Quaderno 6 (VIII) § (136)
Ho notato altra volta che in una determinata società nessuno è disorganizzato e senza partito, purché si intendano organizzazione e partito in senso largo e non formale. In questa molteplicità di società particolari, di carattere duplice, naturale e contrattuale o volontario, una o più prevalgono relativamente o assolutamente, costituendo l’apparato egemonico di un gruppo sociale sul resto della popolazione (o società civile), base dello Stato inteso strettamente come apparato governativo-coercitivo.
Avviene sempre che le singole persone appartengano a più di una società particolare e spesso a società che essenzialmente sono in contrasto fra loro. Una politica totalitaria tende appunto:
- a ottenere che i membri di un determinato partito trovino in questo solo partito tutte le soddisfazioni che prima trovavano in una molteplicità di organizzazioni, cioè a rompere tutti i fili che legano questi membri ad organismi culturali estranei;
- a distruggere tutte le altre organizzazioni o a incorporarle in un sistema di cui il partito sia il solo regolatore.
Ciò avviene:
- quando il partito dato è portatore di una nuova cultura e si ha una fase progressiva;
- quando il partito dato vuole impedire che un’altra forza, portatrice di una nuova cultura, diventi essa «totalitaria»; e si ha una fase regressiva e reazionaria oggettivamente, anche se la reazione (come sempre avviene) non confessi se stessa e cerchi di sembrare essa portatrice di una nuova cultura.

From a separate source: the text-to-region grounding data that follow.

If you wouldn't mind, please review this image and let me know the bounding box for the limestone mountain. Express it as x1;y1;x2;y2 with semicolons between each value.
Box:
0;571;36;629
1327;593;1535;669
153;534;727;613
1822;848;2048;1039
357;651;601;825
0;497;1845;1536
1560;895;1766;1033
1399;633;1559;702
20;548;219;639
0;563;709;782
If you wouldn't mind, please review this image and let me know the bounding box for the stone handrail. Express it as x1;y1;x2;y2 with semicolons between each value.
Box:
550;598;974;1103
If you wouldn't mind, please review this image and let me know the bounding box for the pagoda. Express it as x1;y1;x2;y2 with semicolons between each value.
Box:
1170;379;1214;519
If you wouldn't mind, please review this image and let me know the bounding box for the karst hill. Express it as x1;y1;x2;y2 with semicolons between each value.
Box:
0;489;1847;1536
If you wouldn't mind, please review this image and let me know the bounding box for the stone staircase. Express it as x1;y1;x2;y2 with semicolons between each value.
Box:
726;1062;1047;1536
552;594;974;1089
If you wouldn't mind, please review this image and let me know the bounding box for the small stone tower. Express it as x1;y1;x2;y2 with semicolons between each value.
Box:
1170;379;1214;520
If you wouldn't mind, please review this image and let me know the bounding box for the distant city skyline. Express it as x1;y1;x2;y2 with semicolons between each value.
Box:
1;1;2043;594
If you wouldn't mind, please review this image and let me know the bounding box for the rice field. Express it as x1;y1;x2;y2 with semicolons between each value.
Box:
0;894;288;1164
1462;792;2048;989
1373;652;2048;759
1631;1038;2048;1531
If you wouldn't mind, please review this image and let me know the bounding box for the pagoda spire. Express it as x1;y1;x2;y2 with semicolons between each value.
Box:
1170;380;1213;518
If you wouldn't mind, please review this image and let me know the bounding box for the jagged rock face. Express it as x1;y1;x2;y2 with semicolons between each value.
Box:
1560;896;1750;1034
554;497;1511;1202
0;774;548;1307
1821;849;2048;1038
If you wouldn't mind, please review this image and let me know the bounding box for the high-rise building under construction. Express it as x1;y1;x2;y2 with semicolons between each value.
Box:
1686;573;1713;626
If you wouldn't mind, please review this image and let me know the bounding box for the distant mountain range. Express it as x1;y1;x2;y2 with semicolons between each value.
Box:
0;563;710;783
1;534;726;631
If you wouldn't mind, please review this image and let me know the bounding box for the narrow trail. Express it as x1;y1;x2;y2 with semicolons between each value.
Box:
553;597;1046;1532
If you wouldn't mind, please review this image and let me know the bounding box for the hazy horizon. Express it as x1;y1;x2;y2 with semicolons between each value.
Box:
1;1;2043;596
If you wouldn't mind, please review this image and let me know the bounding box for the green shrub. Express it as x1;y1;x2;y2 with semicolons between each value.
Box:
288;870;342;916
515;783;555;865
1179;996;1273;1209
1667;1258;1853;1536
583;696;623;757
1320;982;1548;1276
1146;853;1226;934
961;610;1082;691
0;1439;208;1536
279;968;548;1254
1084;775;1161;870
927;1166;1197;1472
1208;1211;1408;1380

Luigi Einaudi, nella «Riforma Sociale» del maggio-giugno 1931, recensisce un volume francese Les sociétés de la nation. Étude sur les éléments constitutifs de la nation française, di Etienne Martin – Saint-Léon (vol. di pp. 415, Ed. Spes, 17, rue Soufflot, Parigi 1930, frs. 45) dove una parte di queste organizzazioni sono studiate, ma solo quelle che esistono formalmente (Per es., i lettori di un giornale formano o no una organizzazione?, ecc.). In ogni modo, se l’argomento fosse trattato, vedere il libro e anche la recensione dell’Einaudi.